If you get chance for a grown ups meal, i would strongly recommend Girl and the Goat, it exceeds all expectations and is very reasonable for what you get

Alan


----------



## ajhuff (Sep 2, 2012)

I'll take the heat for this but if you have little kids (under 6?) I'd go to Portillos. You can't get much kid friendlier than that. Save the good stuff for when you can stop and stay awhile at dinner.

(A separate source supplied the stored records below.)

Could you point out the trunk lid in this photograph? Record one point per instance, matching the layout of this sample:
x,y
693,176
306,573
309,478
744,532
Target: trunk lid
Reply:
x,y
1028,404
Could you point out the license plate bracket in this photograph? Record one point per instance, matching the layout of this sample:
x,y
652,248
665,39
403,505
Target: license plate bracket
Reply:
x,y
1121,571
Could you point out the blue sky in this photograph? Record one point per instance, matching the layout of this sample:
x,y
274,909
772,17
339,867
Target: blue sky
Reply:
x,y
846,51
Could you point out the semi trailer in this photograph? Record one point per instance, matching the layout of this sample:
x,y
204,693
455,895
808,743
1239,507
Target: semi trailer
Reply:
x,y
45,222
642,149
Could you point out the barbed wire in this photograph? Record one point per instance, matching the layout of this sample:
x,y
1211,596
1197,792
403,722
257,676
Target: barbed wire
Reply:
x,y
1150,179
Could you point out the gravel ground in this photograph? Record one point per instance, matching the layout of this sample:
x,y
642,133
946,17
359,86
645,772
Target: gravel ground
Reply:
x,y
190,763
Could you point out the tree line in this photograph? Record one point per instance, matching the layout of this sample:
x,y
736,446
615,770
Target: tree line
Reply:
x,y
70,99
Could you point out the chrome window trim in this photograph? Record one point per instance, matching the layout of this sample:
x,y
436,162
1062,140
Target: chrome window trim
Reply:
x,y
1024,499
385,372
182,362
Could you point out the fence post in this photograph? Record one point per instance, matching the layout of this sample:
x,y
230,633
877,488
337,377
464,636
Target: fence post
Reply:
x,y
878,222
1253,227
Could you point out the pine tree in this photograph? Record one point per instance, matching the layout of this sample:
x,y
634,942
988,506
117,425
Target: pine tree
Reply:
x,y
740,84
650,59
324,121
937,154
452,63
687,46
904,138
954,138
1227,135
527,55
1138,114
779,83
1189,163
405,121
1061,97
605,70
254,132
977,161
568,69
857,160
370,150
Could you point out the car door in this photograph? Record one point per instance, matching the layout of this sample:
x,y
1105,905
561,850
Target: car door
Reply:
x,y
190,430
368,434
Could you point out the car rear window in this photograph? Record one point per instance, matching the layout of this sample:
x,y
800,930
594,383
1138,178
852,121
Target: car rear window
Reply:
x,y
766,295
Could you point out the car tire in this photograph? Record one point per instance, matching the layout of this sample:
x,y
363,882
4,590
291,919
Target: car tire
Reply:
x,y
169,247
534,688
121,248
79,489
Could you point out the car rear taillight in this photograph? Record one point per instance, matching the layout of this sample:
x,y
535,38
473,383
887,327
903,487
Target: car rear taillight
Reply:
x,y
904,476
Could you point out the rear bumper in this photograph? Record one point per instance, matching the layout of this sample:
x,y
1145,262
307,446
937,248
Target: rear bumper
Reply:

I'm also a huge fan of Giordano's when surrounded by kids. Just be sure to call ahead to order of you want a deep dish. Not fair to kids to male them sit around waiting for 45 minutes to an hour in a restaurant. 

-AJ


----------



## welshstar (Sep 2, 2012)

Portillos is fine but at the end of the day its a fast food place, nothing unique

Plus if you want Italian Beef their are better places, particularly Al's beef


----------



## ajhuff (Sep 2, 2012)

Yep. But I was thinking of the kids.

-AJ


----------



## welshstar (Sep 2, 2012)

Chuckie Cheese then !!


----------



## Mike Davis (Sep 2, 2012)

Thanks guys  justbtook the kids to the Rainforest Cafe, Giordano's is a must, but that will be tomorrow fortaking back to MI. Cheesecake Factory has pretty good food, and is a dinner option, and am looking into some of the BBQ stuff also
thanks
Mike


----------



## welshstar (Sep 3, 2012)

Mike

If you like great thin crust then stop at Aurileos in Homewood on the way home, its a few miles from I 80

If you go there ask them for the original oven

If you want great beer while in Homewood ask for directions to Flossmoor station brewery, take a couple of growlers home

Alan


----------



## Mike Davis (Sep 4, 2012)

Ended up eating at Rock Bottom brewery. Had a Prime Rib and aged cheddar sandwich with a horseradish aioli and few of their handcrafted stouts. Fantastic.


----------



## welshstar (Sep 4, 2012)

Kid friendly ????


----------



## welshstar (Sep 4, 2012)

I live 200 yds from a rock bottom brewery, its hard to resist sometimes


----------



## Mike Davis (Sep 4, 2012)

****!!! Wish i had known that....I would have had you meet us....Next time i am in Chicago, that is mandatory!


----------



## DeepCSweede (Sep 4, 2012)

That's what I get for not logging in for a few days. I wish I had known you were going to be there over the weekend. I made a trip down on Friday and another on Sunday to get my wife her birthday present and to do some shopping for the nursery. Would have loved to have met you.


----------



## Mike Davis (Sep 5, 2012)

I am sure we will be heading back that way soon.When i do, i will make a post and maybe we can get a few guys for a little show and tell with food and drinks


----------



## RRLOVER (Sep 6, 2012)

I assumed it was a Family time or else I would volunteered myself for some fun in the city.


----------